Indian Railways Station Development Corporation or IRSDC is looking after maintenance, modernisation as well as privatisation of railway stations in India. IRSDC is favouring the PPP model as it can relieve the Railways from funding with a huge capital needed to build up a station, which the Railways lacks at present. Under the PPP or Public-Private-Partnership model, the railways will lease the station and land to a private company, which will build up, operate, and take the profit out of it for a while, and hand over the station back to Indian Railways after a fixed period of time. The fixed period of time has been fixed at 99 years as of now.
The lease period, the fixed period in which the private company will operate the station, was previously 45 years. After not getting good response from private companies, the Railways decided to increase the lease period to the present 99 years. However, except for a few, this proposal also did not attract private players much, and hence except a few, the Railways are planning to go back to the old EPC or engineering procurement, construction model. In this model, Railways will fund the cost of redevelopment which will be done by a private company, and will be handed back to the Railways once construction is complete.

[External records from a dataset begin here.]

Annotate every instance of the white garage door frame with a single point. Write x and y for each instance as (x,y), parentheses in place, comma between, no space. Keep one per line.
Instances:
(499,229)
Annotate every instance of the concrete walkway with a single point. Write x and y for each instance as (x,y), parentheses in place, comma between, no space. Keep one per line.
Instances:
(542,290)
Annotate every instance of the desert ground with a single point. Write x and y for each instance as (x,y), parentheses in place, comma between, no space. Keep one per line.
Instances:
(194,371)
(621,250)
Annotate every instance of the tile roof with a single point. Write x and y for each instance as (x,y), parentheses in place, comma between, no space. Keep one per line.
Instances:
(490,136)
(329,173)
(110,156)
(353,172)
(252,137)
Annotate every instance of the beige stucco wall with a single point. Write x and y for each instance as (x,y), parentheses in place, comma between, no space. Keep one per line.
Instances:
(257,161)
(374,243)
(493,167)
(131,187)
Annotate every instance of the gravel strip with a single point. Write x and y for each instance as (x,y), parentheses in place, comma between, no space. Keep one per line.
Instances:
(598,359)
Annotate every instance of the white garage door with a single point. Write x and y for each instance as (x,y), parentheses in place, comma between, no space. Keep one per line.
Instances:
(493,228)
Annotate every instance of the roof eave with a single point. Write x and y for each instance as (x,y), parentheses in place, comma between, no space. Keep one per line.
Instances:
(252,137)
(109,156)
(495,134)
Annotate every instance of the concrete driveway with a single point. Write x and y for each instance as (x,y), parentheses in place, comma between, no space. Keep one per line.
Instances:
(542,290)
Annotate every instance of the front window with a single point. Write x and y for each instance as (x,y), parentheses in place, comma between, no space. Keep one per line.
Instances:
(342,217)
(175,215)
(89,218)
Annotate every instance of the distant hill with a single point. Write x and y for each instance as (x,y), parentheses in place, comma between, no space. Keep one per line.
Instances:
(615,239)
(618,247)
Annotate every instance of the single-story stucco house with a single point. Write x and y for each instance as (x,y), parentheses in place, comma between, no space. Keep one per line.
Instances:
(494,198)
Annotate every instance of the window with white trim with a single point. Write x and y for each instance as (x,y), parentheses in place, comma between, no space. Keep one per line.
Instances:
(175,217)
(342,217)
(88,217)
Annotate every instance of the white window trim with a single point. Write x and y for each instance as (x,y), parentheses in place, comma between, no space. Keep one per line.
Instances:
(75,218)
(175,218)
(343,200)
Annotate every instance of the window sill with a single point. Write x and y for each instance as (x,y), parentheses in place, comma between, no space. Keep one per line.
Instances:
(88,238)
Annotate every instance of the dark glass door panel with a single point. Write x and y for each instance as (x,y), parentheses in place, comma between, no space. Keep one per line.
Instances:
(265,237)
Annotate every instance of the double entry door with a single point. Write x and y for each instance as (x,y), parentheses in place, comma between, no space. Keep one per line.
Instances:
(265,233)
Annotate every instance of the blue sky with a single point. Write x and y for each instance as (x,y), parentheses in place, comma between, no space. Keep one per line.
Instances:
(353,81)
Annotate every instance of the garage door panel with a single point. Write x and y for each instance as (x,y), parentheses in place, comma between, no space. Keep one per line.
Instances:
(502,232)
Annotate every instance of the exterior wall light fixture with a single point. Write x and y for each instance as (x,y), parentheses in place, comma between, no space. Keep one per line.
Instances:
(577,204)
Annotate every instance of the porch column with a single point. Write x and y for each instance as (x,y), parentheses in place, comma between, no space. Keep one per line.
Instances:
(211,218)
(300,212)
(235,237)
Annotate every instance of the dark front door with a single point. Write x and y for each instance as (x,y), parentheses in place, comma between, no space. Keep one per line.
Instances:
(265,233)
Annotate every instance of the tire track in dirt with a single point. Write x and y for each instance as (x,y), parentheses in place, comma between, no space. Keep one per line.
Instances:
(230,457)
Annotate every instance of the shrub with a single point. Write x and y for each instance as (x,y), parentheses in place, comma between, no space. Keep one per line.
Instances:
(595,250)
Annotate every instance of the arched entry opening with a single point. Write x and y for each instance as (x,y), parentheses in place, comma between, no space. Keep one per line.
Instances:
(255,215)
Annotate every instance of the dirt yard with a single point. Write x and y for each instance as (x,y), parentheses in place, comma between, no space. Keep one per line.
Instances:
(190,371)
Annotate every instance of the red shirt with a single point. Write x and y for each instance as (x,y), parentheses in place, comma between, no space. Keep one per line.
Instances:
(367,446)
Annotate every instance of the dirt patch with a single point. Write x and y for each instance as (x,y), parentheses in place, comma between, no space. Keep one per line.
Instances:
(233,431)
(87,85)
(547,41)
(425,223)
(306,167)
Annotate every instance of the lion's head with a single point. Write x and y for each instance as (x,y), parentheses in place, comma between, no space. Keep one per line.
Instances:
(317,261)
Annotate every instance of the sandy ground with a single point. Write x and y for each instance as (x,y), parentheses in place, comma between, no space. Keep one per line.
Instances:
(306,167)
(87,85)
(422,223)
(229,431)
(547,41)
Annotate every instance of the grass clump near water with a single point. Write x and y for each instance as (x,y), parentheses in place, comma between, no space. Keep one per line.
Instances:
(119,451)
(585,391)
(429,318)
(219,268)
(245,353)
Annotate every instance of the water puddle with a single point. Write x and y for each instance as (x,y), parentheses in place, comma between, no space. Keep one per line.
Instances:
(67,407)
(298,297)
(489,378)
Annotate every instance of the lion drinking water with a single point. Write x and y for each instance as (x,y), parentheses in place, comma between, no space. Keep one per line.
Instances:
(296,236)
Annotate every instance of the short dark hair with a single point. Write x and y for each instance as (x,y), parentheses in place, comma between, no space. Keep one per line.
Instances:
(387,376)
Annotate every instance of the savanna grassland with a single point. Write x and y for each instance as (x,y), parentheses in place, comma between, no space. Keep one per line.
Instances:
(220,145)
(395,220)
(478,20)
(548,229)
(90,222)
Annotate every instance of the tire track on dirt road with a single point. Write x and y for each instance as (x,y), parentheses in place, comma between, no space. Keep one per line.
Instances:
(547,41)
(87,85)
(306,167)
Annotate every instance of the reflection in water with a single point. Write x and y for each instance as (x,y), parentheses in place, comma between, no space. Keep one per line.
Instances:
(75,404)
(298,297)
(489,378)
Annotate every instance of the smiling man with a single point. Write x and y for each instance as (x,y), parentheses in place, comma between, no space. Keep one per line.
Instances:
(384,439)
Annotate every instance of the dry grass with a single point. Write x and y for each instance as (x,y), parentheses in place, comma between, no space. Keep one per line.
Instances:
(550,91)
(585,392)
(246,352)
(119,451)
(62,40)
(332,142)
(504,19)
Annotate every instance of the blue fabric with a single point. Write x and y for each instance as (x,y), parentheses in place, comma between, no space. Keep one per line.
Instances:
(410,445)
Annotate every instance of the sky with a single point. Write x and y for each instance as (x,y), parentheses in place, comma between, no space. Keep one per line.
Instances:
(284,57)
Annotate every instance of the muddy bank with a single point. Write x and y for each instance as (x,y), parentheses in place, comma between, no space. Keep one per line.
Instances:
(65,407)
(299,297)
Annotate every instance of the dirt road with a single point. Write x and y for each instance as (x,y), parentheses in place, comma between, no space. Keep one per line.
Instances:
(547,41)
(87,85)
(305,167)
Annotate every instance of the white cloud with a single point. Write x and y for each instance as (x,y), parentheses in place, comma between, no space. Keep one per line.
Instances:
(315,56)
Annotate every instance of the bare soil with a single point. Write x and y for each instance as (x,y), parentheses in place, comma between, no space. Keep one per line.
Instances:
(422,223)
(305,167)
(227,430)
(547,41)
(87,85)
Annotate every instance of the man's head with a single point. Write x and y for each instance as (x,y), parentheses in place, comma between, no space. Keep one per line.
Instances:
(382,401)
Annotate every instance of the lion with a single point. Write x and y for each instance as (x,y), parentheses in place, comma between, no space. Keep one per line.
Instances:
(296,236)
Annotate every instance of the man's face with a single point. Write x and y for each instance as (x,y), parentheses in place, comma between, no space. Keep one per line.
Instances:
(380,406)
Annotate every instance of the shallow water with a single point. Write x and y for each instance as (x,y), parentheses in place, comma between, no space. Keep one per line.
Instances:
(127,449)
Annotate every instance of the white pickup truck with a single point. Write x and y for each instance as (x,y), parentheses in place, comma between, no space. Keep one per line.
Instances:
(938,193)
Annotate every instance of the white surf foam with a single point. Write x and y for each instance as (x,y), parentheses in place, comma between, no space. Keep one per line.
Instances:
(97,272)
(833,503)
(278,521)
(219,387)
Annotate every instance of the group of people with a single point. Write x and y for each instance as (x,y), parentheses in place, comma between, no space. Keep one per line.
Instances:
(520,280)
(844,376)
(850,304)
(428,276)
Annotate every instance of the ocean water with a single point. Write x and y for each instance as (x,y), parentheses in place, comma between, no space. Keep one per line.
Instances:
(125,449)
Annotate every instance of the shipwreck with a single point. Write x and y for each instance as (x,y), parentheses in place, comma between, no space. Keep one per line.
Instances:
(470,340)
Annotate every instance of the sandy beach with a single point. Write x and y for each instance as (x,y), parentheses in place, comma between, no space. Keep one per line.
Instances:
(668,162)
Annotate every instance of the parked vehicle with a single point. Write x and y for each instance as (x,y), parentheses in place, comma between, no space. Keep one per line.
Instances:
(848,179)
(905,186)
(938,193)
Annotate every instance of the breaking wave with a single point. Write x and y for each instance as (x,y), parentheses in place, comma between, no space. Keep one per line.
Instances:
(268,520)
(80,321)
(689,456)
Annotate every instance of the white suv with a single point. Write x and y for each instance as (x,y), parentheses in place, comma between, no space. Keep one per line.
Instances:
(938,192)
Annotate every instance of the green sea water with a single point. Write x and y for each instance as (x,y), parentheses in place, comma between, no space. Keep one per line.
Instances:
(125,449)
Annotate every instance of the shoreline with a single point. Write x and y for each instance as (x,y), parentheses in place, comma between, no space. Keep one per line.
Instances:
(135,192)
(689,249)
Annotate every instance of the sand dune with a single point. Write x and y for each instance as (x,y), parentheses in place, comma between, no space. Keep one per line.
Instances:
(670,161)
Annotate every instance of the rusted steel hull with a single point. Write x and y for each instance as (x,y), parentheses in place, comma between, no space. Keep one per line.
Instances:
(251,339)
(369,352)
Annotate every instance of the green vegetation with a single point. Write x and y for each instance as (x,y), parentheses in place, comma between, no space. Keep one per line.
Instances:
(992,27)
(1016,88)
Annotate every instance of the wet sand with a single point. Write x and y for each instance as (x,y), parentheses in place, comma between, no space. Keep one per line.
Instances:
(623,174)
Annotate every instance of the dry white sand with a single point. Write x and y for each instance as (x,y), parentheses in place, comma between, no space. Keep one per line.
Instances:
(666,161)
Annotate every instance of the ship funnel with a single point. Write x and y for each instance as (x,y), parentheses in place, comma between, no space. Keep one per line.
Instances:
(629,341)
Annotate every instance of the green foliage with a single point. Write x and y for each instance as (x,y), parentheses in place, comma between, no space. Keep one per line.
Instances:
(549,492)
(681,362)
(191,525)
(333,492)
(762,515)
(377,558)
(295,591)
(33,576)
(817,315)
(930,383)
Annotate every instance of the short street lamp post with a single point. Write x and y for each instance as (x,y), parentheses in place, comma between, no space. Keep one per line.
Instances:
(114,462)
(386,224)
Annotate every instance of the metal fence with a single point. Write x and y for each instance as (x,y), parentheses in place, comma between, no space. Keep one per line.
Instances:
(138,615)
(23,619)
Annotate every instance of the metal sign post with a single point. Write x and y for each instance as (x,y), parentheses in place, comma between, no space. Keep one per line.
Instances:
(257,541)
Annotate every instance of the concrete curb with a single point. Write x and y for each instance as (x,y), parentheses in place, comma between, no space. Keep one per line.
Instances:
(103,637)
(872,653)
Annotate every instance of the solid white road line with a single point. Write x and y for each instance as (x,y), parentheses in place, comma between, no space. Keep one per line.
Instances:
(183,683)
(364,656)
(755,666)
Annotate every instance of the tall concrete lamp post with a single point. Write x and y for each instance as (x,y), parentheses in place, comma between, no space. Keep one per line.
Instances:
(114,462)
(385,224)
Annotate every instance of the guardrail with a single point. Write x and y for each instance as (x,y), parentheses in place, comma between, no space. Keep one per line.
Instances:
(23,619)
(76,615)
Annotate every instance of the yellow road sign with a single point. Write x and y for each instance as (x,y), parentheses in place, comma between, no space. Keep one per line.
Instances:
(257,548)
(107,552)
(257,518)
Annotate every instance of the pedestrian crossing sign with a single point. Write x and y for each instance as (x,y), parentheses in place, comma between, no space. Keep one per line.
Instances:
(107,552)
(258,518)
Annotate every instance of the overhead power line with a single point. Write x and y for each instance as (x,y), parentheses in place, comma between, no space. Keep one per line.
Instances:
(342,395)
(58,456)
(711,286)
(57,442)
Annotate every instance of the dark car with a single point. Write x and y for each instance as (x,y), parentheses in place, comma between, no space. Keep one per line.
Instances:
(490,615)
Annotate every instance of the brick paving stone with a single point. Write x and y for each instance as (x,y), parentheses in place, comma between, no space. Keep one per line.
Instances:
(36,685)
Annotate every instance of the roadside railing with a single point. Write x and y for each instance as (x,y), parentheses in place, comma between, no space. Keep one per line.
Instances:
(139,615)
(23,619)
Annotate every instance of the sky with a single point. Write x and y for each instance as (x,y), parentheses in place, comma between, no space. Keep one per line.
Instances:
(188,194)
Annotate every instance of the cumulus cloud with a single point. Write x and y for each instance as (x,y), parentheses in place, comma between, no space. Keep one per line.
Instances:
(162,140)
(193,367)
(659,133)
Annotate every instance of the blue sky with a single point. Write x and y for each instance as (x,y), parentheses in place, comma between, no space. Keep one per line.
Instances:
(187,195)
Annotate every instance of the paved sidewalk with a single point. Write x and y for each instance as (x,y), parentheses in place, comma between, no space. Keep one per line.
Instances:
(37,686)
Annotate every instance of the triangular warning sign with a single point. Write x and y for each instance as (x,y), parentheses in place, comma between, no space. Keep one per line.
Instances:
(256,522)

As long as ticket fares remain constant, along with basic hygiene and maintenance, there is no complaint on privatisation of stations. But now ticket prices of redeveloped, or to-be-redeveloped stations are going to increase. Despite the success of redevelopment of Gandhinagar and Habibganj Railway stations, the importance of such redevelopment is no match of that in Sir Visvesvaraya terminal in Byappanahalli, Bengaluru, or Manduadih railway station in Varanasi, now called Banaras railway station. The last two stations were renovated by Indian Railways on its own. More such examples can be Dharwad railway station in Karnataka, Santragachhi in West Bengal, or Ayodhya Junction in UP. We now have to see whether the private stations can stood up with time with so many modern aesthetic stations coming up in Indian Railways, or they fell into disrepair, as had happened with Delhi Airport Metro Line or Gurgaon metro.